Sur certaines des meilleures photos de la Lune prises depuis la Terre, l’on peut aisément distinguer sa structure circulaire foncée, ainsi que les rayons brillants émanant du pourtour du cratère. Les nouvelles images, présentées lors de la conférence de presse de Seattle, ont été prises depuis la Terre à l’aide du radiotélescope Green bank (GTB) en Virginie-Occidentale. Avec ses 100 mètres de diamètre, il s’agit actuellement du plus grand radiotélescope rotatif au monde.
Un résultat spectaculaire
D’après Patrick Taylor, chef de la division radar de l’Observatoire de Green Bank et de l’Observatoire national américain de radioastronomie (NRAO), le GTB a projeté des ondes vers la Lune afin qu’elles soient renvoyées vers un ensemble de quatre radiotélescopes de 25 mètres de diamètre, situés à Hawaï (le Very Long Baseline). Pour pouvoir capturer les images, un prototype de système de radars a été installé sur le GTB, avec une puissance maximale de 700 watts. C’est « comparable à un appareil électroménager de type micro-ondes ou à un ensemble d’ampoules », indique Taylor.

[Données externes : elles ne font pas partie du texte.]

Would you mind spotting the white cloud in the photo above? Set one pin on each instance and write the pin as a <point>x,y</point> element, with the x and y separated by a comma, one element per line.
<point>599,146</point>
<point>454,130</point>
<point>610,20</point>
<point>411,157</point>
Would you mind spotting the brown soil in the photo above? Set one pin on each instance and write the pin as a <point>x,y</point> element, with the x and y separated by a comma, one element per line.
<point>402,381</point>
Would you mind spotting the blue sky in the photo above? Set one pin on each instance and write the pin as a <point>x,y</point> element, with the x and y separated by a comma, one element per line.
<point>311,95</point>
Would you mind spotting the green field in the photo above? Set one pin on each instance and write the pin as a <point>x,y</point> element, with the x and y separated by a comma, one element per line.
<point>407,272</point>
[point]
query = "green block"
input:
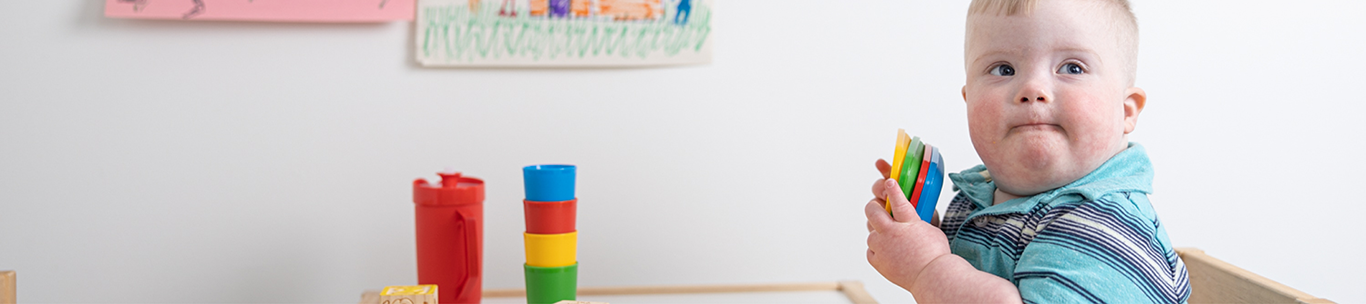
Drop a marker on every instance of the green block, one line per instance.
(911, 166)
(548, 285)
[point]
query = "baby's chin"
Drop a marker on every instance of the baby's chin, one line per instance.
(1036, 168)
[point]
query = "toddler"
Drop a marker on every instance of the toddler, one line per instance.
(1059, 210)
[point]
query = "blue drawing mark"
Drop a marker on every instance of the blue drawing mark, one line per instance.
(683, 11)
(456, 34)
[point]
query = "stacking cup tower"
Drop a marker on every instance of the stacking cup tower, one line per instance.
(551, 239)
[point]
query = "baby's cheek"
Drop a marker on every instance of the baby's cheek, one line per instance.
(1098, 128)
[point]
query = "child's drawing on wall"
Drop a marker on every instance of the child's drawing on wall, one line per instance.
(631, 10)
(682, 12)
(563, 33)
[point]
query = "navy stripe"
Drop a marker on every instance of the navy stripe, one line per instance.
(1062, 281)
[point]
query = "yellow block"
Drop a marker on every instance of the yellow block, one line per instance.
(409, 295)
(551, 250)
(903, 142)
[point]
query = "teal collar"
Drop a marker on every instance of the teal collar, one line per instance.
(1124, 172)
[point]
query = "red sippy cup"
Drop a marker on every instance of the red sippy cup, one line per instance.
(450, 220)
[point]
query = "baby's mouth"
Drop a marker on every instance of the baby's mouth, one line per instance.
(1036, 127)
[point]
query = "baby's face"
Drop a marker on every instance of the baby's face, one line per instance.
(1048, 94)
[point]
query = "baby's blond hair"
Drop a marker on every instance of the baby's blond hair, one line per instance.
(1123, 22)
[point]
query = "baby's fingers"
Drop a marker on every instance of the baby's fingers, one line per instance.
(884, 168)
(877, 216)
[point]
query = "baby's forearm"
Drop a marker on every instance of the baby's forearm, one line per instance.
(950, 278)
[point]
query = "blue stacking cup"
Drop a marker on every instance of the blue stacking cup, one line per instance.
(548, 183)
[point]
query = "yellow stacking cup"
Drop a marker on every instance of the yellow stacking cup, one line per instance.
(551, 250)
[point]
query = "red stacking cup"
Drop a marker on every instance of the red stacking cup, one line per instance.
(450, 220)
(549, 217)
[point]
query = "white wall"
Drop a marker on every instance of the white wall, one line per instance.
(271, 162)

Époustouflantes de détails, les images montrent les reliefs autour du site d’alunissage de la mission Apollo 15, et ce avec une résolution de seulement 1,5 m. Les détails capturés au niveau du cratère Tycho ont une résolution de 5 mètres. Par ailleurs, les chercheurs ont utilisé le radar pour pouvoir capturer des images et des données d’un astéroïde long de 1 km, situé à 5 fois la distance Terre-Lune. Le nouvel instrument a permis de déterminer sa taille exacte, sa vitesse de révolution et de rotation, sa composition, et la façon dont la lumière est réfléchie à sa surface. Une prouesse réalisée avec un instrument « moins puissant que votre micro-ondes », soulignait Taylor lors de la conférence de presse.

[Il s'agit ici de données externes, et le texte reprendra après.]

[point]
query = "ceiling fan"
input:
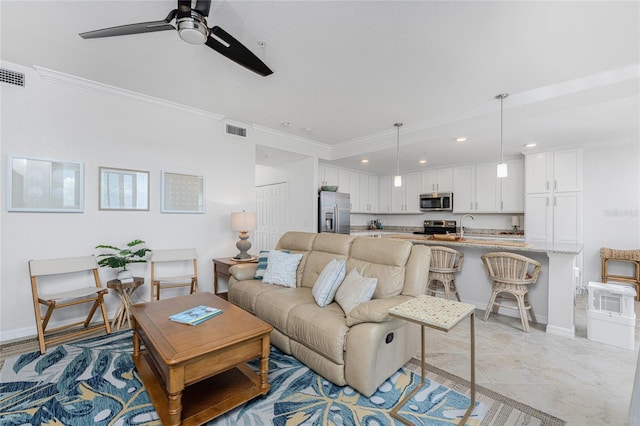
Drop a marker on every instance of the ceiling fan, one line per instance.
(191, 24)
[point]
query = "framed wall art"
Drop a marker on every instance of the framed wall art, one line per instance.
(182, 193)
(45, 185)
(123, 189)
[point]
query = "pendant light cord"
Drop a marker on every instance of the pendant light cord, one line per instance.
(501, 97)
(398, 148)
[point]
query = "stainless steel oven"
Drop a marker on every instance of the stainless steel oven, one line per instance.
(436, 201)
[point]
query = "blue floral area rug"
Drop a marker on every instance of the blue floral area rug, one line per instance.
(94, 381)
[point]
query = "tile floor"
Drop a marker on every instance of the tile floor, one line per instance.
(578, 380)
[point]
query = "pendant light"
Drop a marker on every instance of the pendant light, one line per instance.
(502, 167)
(397, 179)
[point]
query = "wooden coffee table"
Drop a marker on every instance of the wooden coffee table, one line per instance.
(196, 373)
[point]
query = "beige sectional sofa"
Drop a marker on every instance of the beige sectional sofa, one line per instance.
(367, 346)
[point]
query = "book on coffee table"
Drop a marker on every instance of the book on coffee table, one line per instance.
(195, 316)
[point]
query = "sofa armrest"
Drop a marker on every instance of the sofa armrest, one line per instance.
(376, 310)
(245, 271)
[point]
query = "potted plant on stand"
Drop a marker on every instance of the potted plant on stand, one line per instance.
(120, 258)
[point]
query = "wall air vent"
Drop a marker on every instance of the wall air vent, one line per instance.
(236, 130)
(11, 77)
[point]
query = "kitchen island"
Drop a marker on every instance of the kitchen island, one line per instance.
(552, 297)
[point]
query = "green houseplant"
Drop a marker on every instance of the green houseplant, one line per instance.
(119, 258)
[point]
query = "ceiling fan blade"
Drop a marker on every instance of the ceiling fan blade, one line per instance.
(184, 9)
(223, 43)
(203, 7)
(142, 27)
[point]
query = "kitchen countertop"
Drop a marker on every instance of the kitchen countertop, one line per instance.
(500, 244)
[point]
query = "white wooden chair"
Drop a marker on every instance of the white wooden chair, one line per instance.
(512, 274)
(165, 263)
(61, 283)
(445, 262)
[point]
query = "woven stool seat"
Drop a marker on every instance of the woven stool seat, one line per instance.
(629, 256)
(445, 262)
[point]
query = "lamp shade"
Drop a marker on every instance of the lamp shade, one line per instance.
(243, 221)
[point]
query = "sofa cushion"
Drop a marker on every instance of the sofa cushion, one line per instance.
(281, 268)
(354, 290)
(274, 306)
(383, 258)
(324, 290)
(263, 258)
(245, 293)
(322, 330)
(326, 247)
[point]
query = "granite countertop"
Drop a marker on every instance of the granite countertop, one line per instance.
(468, 241)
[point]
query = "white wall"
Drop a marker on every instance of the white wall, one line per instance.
(303, 195)
(611, 203)
(51, 120)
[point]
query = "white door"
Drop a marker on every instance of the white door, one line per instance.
(272, 206)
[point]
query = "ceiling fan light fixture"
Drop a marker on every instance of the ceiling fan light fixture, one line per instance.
(194, 29)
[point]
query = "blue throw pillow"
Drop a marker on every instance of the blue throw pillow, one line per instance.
(262, 263)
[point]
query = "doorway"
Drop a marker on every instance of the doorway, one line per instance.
(272, 205)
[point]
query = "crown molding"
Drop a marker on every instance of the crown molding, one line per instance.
(300, 145)
(105, 89)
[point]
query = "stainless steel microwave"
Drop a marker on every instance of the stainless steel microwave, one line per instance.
(436, 201)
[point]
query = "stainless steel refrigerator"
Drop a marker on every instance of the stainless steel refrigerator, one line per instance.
(334, 212)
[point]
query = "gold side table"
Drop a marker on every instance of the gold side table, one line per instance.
(440, 314)
(124, 291)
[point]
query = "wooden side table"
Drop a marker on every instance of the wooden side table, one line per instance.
(221, 267)
(440, 314)
(125, 291)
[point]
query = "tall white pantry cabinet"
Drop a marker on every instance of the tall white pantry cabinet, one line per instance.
(553, 196)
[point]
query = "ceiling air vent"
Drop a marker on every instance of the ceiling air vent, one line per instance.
(11, 77)
(236, 130)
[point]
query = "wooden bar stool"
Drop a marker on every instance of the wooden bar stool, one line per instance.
(445, 262)
(512, 274)
(630, 256)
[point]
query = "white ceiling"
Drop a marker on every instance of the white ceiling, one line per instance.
(345, 71)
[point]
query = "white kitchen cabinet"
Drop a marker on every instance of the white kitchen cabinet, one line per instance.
(487, 187)
(368, 188)
(437, 180)
(557, 171)
(344, 181)
(385, 185)
(512, 188)
(327, 175)
(406, 198)
(538, 217)
(477, 189)
(354, 190)
(553, 187)
(464, 193)
(567, 217)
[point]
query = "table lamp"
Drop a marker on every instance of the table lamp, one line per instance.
(243, 222)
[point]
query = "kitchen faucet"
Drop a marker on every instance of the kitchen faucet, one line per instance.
(461, 226)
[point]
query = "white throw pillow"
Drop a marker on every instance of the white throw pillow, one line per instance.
(281, 268)
(325, 287)
(354, 290)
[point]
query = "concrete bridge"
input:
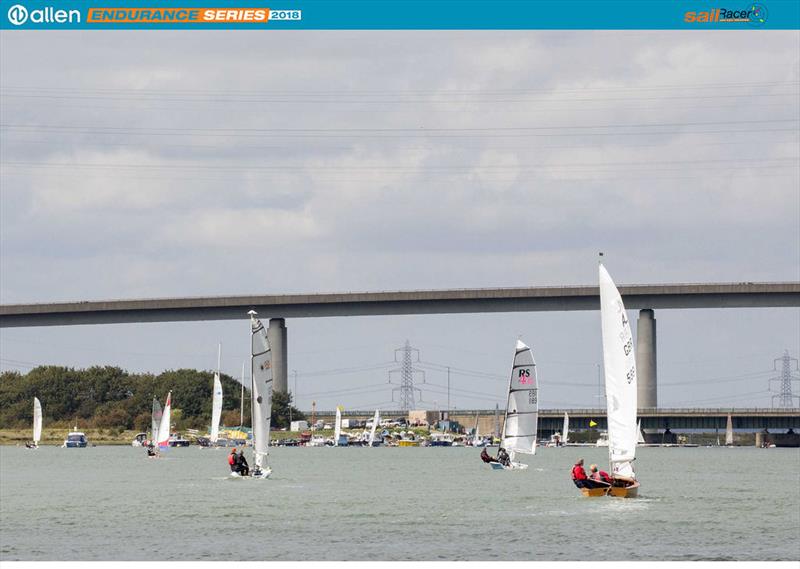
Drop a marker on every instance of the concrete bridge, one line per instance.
(278, 308)
(654, 421)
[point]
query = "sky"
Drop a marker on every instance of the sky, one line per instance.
(144, 164)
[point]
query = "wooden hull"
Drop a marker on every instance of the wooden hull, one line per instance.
(631, 491)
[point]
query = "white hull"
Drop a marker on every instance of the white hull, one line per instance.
(262, 476)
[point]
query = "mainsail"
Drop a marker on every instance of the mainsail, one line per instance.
(37, 420)
(337, 428)
(375, 420)
(216, 408)
(620, 374)
(261, 390)
(522, 406)
(729, 432)
(155, 421)
(164, 424)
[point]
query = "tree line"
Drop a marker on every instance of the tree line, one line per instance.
(110, 397)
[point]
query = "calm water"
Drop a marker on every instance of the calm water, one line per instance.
(394, 504)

D’après les chercheurs ayant conçu le radar, la taille et l’orbite de cet astéroïde font qu’il pourrait un jour représenter un potentiel danger pour la Terre. Toutefois, sa position actuelle indique que nous sommes pour le moment hors de danger.

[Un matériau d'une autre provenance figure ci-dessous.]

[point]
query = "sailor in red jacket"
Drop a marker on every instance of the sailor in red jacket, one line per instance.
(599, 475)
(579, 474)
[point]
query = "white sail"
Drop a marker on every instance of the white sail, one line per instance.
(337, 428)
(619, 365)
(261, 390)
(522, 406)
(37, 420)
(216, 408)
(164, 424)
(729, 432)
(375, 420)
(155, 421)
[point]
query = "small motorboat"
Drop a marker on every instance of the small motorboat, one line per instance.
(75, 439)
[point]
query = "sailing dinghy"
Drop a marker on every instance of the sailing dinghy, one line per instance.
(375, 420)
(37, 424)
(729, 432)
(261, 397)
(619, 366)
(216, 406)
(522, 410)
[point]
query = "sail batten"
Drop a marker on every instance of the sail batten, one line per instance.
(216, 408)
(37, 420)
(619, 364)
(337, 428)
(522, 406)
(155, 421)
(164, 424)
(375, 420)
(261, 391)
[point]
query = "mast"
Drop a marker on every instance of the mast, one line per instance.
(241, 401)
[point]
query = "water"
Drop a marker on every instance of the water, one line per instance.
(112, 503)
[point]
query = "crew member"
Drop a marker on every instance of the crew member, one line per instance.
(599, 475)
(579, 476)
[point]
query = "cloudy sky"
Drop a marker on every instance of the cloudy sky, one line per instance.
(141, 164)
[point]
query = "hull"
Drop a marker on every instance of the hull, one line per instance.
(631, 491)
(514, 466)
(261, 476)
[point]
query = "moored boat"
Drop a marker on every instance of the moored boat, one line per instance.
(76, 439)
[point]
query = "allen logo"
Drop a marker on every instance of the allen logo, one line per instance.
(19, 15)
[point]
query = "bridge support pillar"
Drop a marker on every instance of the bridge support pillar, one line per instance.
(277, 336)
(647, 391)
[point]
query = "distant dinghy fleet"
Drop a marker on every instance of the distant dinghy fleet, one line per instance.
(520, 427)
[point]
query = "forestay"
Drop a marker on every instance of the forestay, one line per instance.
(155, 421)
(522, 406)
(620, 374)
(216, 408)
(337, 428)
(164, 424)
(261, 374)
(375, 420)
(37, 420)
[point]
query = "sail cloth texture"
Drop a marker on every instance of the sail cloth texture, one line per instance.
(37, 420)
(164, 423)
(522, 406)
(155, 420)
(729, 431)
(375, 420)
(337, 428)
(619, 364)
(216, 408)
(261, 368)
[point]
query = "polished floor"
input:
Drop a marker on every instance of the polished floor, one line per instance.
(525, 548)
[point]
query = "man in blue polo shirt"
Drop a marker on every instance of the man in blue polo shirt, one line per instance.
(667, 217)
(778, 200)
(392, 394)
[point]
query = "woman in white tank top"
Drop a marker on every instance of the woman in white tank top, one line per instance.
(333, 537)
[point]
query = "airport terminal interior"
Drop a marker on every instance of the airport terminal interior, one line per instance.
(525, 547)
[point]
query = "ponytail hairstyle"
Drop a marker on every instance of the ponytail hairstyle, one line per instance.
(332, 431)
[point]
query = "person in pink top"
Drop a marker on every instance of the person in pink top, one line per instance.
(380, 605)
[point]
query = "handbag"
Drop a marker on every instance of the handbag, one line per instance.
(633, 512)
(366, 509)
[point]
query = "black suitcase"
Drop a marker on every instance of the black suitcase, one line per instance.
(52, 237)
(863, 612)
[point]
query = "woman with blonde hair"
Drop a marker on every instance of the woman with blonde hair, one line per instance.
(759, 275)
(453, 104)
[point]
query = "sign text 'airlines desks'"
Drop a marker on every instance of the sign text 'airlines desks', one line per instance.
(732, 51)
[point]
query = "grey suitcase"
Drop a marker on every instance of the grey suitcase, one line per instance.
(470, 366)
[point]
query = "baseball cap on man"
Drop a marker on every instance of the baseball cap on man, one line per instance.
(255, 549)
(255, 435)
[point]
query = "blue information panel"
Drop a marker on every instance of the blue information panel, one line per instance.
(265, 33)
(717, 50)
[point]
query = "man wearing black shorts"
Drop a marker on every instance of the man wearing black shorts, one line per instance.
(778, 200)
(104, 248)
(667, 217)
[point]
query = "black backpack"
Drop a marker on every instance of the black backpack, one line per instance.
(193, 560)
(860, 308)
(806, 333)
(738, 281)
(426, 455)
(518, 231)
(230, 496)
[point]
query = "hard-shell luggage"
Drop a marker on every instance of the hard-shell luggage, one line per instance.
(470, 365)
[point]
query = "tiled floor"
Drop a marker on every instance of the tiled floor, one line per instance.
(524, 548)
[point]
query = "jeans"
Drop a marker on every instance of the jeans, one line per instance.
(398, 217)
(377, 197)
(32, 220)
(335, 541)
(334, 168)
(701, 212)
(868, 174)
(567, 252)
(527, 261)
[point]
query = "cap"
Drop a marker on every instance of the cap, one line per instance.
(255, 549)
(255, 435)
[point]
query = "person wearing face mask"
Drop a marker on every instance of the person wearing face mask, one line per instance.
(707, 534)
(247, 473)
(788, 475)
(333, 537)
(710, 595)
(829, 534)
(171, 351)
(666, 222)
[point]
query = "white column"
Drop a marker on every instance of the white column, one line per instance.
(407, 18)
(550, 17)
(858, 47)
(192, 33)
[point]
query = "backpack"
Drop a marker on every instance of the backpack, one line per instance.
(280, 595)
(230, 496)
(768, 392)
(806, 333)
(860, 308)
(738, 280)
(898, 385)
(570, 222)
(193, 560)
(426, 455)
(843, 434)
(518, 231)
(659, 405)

En prochaine étape, les chercheurs comptent concevoir une version améliorée du radar, avec 700 fois plus de puissance (environ 500 kilowatts). Une telle puissance pourrait notamment permettre d’effectuer des études géologiques de la Lune, ainsi que de petits corps célestes orbitant autour du satellite naturel. Mieux encore, le futur instrument permettrait de détecter et d’analyser les astéroïdes susceptibles de menacer notre planète.
À terme, le GTB pourrait assurer le relais au radiotélescope d’Arecibo (situé à Porto Rico). Il s’agissait en effet du plus grand radiotélescope au monde servant à détecter des astéroïdes, mais il s’est malheureusement effondré sur lui-même en 2020, suscitant une grande émotion au sein de la communauté des astronomes.